I remember the only time I spoke to Chipper Jones like it was yesterday.
Well, it was only two summers ago. I was privileged to occasionally cover an Atlanta Braves game for my old employer, 790 The Zone. I’d get to the stadium an hour early, set up, socialize with the few people I knew in the press box, grab some food and then take in a ballgame. When the game was over, I went to the locker room to talk to a couple of players.
Before Chipper Jones tore his ACL and had to miss a large chunk of the 2010 season, I got to hear him talk baseball in one of those postgame visits from the media. It was everything you’d think it would be. It was candid. It was honest. And it was chock full of baseball knowledge.

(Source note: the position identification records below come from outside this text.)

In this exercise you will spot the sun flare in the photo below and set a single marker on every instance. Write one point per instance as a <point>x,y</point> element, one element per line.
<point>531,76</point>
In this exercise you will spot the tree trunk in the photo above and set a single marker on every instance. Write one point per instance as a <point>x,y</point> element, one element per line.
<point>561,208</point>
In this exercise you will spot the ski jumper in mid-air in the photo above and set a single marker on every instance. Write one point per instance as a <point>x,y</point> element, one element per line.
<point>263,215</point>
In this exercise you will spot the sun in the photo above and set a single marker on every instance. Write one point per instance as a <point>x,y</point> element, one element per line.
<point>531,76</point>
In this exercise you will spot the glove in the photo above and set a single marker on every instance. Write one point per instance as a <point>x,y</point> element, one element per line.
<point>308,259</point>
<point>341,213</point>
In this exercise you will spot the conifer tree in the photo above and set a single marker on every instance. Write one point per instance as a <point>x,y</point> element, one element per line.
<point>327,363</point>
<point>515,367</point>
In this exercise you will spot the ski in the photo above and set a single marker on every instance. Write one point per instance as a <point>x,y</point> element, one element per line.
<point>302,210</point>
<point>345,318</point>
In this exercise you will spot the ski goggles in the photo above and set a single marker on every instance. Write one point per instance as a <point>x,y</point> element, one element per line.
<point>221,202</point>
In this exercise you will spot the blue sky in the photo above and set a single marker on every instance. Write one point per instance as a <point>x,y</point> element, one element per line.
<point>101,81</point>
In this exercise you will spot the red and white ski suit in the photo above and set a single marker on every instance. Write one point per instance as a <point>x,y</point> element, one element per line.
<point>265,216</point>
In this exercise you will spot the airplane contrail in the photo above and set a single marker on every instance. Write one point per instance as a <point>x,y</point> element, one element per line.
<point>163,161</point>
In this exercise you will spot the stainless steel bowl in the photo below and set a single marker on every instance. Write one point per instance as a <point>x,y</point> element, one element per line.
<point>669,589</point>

The Braves, and Braves fans all over the planet, are definitely going to miss Chipper Jones.
Jones announced today, after more than 20 years in the Braves’ organization, that the upcoming season will be his last. He’ll leave the Braves better than they were when he arrived — he was a major piece in the most successful Braves teams of all-time. He instilled a culture of winning with a club that was so darn famous for losing.
Hopefully, he won’t be gone for long. I sincerely hope there’s a coaching role in his future, because he knows more about the game than most coaches. I fully believe that, and I fully believe that if he isn’t a first-ballot Hall of Famer in 2017, there’s something very wrong with the voting process.
Even sadder news than Chipper’s retirement came earlier in the week when sportswriting legend Furman Bisher passed away at the age of 93. Having lived through generations of sports, Bisher interviewed everyone from Ty Cobb to “Shoeless” Joe Jackson to Hank Aaron, and I strongly encourage you to read this story by Jeff Schultz when you are done reading this.
I also remember the only time I saw Bisher at a sporting event, but unlike Chipper, I was way too nervous to walk up and speak to Furman (it also wasn’t my job to interview Furman, whereas I needed to talk to Chipper to get quotes for my job).
It was like a rock star had just walked into the Georgia Tech press box during that afternoon in the fall of 2010. Furman’s here. People surrounded him immediately to say hello again, which was another reason why I didn’t approach him. People wanted to see their old friend, and it sounds like he had plenty of them.
Bisher stopped writing in 2009 — I’d say he earned his retirement, at the age of 91. And if you ever get the chance, go buy one of his books. In 93 years, the man saw a lot of sporting events and had so much knowledge about the history of sports.
Atlanta is a city with very few sports heavyweights. It isn’t easy to see the finest sports writer in the town’s history pass away, and it isn’t easy to see arguably the best Brave since Hank Aaron walk away from the game.
Luckily, for us, the legacies of Chipper Jones and Furman Bisher will be around forever.